Le cinéma comme la vie est un jeu. Étudier dans ce genre de laboratoires est une aubaine pour pouvoir réaliser des vieux rêves enfouis dans une boite en carton. On ressort nos vieilles histoires, des trucs que l'on a écrit dans la marge de nos copies doubles lorsque nous étions encore lycéens et on dégaine la caméra, ce truc sacré pour lequel tout le monde se bat. 

Mais avant de rentrer dans ces écoles, il existe plusieurs options : 

🍓Obtenir un ticket d'entrée pour un BTS (son, image, montage, production) et donc une formation gratuite sur Admission Post-Bac / ParcourSup.

🍓Avoir les moyens de se payer une école, s'endetter sur plusieurs années – une année coûte entre 7000 et 8000 euros et plus les années avancent, plus c'est exponentiel – mais pratiquer dans une école privée  et donc réaliser un bout de ses rêves au détriment de son porte-monnaie (il en existe plein, je n'en citerai pas car j'en ai fait une et mon avis est mitigé. Vous pouvez facilement en trouver sur Google)

🍓Avoir un Bac +2 et tenter les concours de La Fémis et Louis Lumière, deux grandes écoles publiques de cinéma mais qui sont ultra sélectives. La formation est gratuite et dure en général 4 ans pour le cursus général qui se décline en plusieurs sections. 

Dans tous les cas, quand on part du principe que l'on va apprendre, rencontrer des passionnés de cinéma, d'arts et que l'on va bien s'éclater ensemble. On en oublierait presque la concurrence et tous ces petits détails qui au final vont tôt ou tard se répercuter sur notre avenir comme le fait d'avoir un prêt étudiant, un loyer ou des créanciers. 

L'école, c'est sûrement mieux que la faculté qui est plus théorique, afin de pratiquer et de comprendre les mécanismes d'une industrie complexe.
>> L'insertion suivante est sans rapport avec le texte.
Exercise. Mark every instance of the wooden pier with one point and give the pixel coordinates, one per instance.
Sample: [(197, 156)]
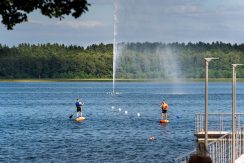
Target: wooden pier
[(212, 135)]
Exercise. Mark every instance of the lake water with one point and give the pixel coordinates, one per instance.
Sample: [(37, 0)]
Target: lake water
[(35, 124)]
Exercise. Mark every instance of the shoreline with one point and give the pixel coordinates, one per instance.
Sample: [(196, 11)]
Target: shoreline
[(124, 80)]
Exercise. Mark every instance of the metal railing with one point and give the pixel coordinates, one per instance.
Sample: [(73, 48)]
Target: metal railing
[(217, 121), (220, 150)]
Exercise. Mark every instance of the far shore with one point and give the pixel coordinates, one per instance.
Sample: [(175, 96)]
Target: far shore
[(124, 80)]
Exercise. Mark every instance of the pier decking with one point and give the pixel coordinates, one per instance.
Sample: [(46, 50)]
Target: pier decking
[(219, 137)]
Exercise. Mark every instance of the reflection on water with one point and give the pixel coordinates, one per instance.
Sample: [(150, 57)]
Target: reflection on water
[(35, 124)]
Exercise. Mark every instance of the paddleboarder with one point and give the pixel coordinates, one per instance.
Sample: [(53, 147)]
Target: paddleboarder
[(164, 107), (79, 105)]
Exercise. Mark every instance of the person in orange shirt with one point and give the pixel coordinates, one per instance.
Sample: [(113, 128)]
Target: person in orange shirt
[(164, 107)]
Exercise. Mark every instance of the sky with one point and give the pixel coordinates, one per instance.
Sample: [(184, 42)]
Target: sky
[(136, 21)]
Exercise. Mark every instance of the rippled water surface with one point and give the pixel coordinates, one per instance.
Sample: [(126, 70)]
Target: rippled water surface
[(35, 124)]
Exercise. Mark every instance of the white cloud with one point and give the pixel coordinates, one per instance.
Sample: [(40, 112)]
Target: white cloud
[(76, 24)]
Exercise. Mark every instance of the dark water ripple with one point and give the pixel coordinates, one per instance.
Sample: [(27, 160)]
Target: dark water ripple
[(35, 124)]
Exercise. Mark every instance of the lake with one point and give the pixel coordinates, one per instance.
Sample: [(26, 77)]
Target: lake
[(35, 124)]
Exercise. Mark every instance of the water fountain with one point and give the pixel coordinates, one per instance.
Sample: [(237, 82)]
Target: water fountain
[(115, 43)]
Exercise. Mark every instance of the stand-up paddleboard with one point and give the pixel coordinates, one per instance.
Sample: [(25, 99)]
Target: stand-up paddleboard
[(80, 119), (164, 121)]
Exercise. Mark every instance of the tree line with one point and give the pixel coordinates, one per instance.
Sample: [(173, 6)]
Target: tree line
[(133, 60)]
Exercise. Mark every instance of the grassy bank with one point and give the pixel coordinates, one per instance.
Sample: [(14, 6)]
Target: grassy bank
[(123, 80)]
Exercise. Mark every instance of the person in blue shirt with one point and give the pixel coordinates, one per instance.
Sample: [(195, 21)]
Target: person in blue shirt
[(79, 105)]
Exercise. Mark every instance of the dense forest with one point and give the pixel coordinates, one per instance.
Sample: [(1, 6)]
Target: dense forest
[(133, 60)]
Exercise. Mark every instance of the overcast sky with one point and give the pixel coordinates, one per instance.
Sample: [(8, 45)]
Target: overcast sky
[(137, 20)]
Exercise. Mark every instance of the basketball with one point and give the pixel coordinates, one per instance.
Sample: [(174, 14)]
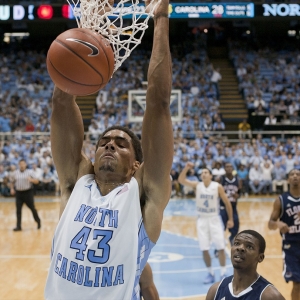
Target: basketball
[(80, 62)]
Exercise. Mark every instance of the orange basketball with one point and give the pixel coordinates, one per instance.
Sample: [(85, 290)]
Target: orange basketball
[(80, 62)]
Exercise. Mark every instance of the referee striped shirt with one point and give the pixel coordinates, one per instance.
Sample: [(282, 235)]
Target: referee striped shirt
[(21, 179)]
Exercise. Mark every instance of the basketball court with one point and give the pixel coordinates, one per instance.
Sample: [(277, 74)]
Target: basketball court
[(176, 259)]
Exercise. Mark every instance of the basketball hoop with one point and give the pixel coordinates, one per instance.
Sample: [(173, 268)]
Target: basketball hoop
[(123, 24)]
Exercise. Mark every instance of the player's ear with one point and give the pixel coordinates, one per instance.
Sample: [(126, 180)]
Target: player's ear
[(135, 166), (261, 257)]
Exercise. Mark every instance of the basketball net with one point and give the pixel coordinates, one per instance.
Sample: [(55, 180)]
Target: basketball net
[(123, 25)]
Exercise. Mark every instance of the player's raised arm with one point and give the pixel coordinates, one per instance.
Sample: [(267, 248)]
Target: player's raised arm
[(157, 132), (228, 206), (66, 138), (274, 221)]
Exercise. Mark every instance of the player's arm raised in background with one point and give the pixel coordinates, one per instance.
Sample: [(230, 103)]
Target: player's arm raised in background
[(157, 131), (228, 206), (67, 135), (182, 176), (212, 291), (274, 223), (271, 293)]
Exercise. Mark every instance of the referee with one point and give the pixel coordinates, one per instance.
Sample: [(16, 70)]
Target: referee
[(21, 186)]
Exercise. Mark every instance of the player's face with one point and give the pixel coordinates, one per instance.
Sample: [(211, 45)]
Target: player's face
[(294, 178), (245, 252), (205, 175), (115, 153), (22, 165)]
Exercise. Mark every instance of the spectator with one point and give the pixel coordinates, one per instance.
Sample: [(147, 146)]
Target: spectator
[(293, 107), (279, 176), (295, 119), (187, 190), (218, 171), (267, 168), (47, 180), (270, 120), (3, 174), (243, 177), (255, 179), (289, 163), (244, 129), (218, 125), (38, 173), (176, 188), (260, 110), (214, 79)]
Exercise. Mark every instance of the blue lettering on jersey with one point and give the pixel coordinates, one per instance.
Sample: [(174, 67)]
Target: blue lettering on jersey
[(204, 196), (290, 209), (81, 275), (89, 215)]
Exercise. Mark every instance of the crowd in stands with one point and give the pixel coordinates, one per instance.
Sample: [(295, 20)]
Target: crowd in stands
[(25, 109), (261, 164), (269, 81)]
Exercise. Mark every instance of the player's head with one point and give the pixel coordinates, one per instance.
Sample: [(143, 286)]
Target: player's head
[(247, 250), (206, 174), (228, 168), (294, 178), (118, 151), (22, 164)]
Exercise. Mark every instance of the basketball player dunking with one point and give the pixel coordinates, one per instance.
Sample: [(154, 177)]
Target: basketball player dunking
[(209, 223), (246, 284), (111, 212), (286, 217)]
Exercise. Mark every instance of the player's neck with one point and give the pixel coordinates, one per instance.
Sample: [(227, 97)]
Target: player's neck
[(242, 279), (295, 192), (106, 187)]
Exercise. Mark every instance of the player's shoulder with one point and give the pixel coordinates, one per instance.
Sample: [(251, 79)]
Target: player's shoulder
[(271, 293), (212, 291)]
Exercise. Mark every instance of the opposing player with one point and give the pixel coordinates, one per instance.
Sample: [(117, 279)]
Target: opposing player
[(209, 223), (231, 186), (111, 212), (245, 284), (286, 217)]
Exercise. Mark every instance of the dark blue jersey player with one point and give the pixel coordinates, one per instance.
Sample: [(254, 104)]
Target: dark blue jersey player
[(286, 217), (246, 284), (230, 184)]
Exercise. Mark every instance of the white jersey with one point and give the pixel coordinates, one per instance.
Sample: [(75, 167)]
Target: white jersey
[(100, 246), (207, 199)]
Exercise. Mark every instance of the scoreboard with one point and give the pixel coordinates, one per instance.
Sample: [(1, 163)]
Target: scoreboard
[(238, 10)]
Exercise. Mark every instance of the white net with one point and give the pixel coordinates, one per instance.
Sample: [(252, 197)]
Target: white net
[(122, 23)]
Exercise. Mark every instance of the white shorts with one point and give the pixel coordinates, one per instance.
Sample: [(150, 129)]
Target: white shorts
[(210, 231)]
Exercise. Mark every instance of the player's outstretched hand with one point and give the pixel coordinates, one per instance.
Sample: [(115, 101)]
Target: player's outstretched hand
[(189, 165), (283, 227), (162, 6), (229, 224)]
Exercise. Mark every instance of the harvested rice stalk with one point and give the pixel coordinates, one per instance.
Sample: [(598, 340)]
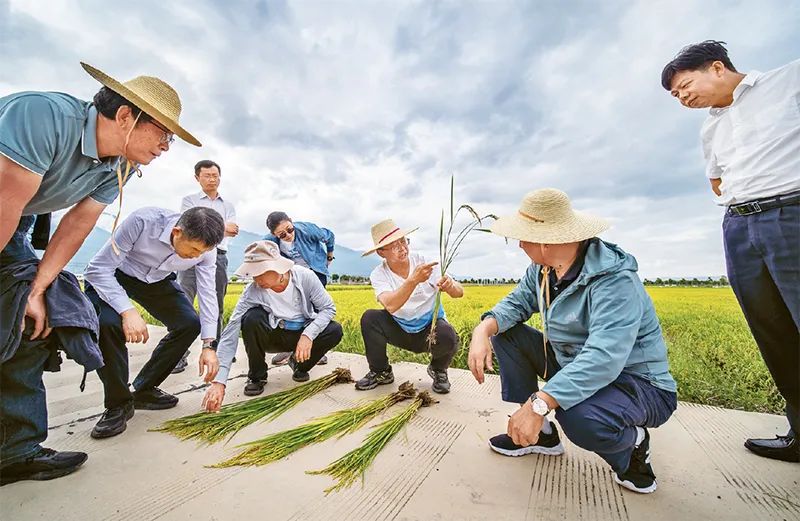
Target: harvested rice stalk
[(279, 445), (210, 428), (356, 462), (449, 250)]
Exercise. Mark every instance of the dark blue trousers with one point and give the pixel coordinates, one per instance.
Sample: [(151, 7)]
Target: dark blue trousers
[(762, 253), (23, 403), (604, 423), (167, 302)]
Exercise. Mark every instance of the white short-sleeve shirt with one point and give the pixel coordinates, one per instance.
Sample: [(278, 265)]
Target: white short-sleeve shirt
[(417, 311), (753, 145)]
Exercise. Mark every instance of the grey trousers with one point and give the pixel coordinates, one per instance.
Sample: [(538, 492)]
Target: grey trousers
[(188, 281)]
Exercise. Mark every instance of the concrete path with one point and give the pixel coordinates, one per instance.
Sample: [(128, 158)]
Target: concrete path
[(440, 468)]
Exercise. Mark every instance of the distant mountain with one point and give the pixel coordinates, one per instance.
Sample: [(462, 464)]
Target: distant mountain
[(347, 262)]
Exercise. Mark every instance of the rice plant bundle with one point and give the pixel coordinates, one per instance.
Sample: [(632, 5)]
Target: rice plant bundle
[(210, 428), (279, 445), (355, 463), (448, 249)]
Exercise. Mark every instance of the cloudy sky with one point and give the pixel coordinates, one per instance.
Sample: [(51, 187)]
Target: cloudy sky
[(345, 113)]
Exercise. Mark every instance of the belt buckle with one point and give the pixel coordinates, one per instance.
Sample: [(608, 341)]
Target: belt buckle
[(747, 208)]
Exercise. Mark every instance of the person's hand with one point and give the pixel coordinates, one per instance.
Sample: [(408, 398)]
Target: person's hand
[(231, 229), (303, 350), (480, 353), (445, 284), (134, 327), (422, 272), (208, 362), (524, 425), (215, 393), (36, 309)]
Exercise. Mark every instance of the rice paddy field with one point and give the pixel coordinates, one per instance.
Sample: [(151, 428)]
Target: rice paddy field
[(712, 355)]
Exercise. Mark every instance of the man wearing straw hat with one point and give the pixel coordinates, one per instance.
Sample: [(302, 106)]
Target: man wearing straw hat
[(600, 349), (285, 308), (139, 263), (406, 287), (56, 152)]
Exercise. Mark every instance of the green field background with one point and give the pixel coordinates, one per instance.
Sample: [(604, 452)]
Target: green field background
[(712, 355)]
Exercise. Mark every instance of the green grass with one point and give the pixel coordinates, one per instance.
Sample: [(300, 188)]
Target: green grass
[(712, 355)]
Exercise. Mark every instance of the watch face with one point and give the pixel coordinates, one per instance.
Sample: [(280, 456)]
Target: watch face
[(540, 407)]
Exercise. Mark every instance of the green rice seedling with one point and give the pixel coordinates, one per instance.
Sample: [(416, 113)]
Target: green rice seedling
[(355, 463), (279, 445), (448, 249), (210, 428)]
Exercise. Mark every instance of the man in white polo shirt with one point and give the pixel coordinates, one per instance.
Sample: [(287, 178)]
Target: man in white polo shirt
[(209, 175), (751, 142), (406, 286)]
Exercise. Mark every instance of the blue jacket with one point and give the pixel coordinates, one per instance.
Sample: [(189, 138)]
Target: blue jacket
[(603, 324), (313, 242)]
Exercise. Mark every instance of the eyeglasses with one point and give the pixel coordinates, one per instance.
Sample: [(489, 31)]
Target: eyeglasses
[(398, 245), (167, 138), (285, 233)]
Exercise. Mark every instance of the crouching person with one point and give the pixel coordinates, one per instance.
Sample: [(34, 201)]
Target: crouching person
[(600, 349), (139, 263), (406, 285), (285, 308)]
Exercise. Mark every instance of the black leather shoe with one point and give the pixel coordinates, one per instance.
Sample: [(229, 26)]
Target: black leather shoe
[(254, 387), (373, 379), (113, 422), (784, 448), (154, 399), (45, 464), (298, 375)]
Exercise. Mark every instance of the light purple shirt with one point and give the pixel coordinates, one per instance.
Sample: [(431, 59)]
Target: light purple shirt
[(144, 240)]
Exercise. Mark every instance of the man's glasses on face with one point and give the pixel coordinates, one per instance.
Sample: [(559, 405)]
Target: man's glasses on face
[(398, 245), (167, 137), (285, 233)]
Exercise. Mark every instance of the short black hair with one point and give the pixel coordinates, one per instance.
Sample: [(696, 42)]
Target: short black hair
[(107, 102), (696, 57), (205, 163), (274, 219), (202, 224)]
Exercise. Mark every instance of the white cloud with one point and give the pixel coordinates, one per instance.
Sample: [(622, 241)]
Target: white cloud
[(344, 113)]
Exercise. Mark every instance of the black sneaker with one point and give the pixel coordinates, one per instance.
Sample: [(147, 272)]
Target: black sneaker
[(373, 379), (298, 375), (548, 444), (182, 364), (254, 387), (441, 384), (784, 448), (114, 421), (45, 464), (639, 477), (154, 399)]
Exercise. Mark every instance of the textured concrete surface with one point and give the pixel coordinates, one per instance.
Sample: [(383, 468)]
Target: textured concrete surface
[(439, 468)]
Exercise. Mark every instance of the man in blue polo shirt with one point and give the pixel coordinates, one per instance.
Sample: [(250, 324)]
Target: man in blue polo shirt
[(57, 152)]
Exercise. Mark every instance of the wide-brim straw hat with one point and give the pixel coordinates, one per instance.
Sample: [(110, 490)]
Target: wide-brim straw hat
[(154, 96), (261, 257), (386, 232), (546, 217)]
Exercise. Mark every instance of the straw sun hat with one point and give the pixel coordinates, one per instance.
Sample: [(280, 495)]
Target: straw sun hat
[(261, 257), (155, 97), (546, 217), (384, 233)]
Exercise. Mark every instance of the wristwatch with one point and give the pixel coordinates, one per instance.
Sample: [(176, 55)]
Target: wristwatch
[(539, 406)]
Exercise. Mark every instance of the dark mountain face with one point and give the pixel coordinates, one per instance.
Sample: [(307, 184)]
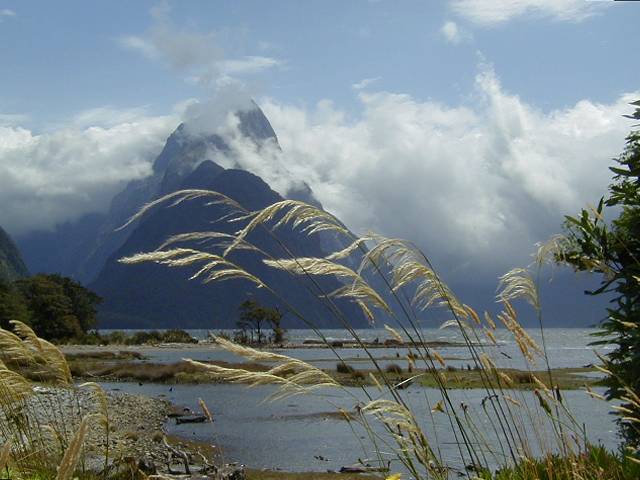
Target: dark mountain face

On paye le prix la plupart du temps mais on nous accompagne, la plupart du temps, dans nos démarches et nos projets. Je ne m'avancerai pas plus sur ce terrain miné car entre les pro-Fac et les pro-École, une petite bataille sans merci se déclencherait et chacun essayerait de tirer la couverture de son côté pour hisser le drapeau du meilleur apprentissage. 

Les intervenants et professionnels de l'industrie nous enseignent des choses assez utiles que l'on peut appliquer sur nos propres tournages et de fait, nous partons un peu plus serein de ce laboratoire. On le sait tous ; à la sortie des écoles de ciné, il y a 1% qui devient réalisateurs.rices et 0,006% qui monte les marches du Festival de Cannes pour présenter un premier long-métrage

Le problème, c'est qu'on nous vend du rêve. Je le répète encore mais au delà du fait que j'ai énormément appris, rencontré mes meilleurs amis, mes partenaires de tournage et un potentiel adorateur, ça reste moindre et on ne nous apprend pas à anticiper la suite, ce post-études bien flippant. Néanmoins, c'est un cercle social non négligeable et le début d'un réseau artistique sur lequel on peut s'appuyer. Surtout quand on se forme en tant que professionnels et jeunes adultes. On sort de l'adolescence et on a des rêves. Grâce à ce laboratoire, on peut le faire et on doit vivre notre meilleure vie ! Sauf que parfois, on est un peu trop ignares et que l'on ne profite pas assez de l'instant présent. On pense à cet avenir incertain et c'est bien dommage.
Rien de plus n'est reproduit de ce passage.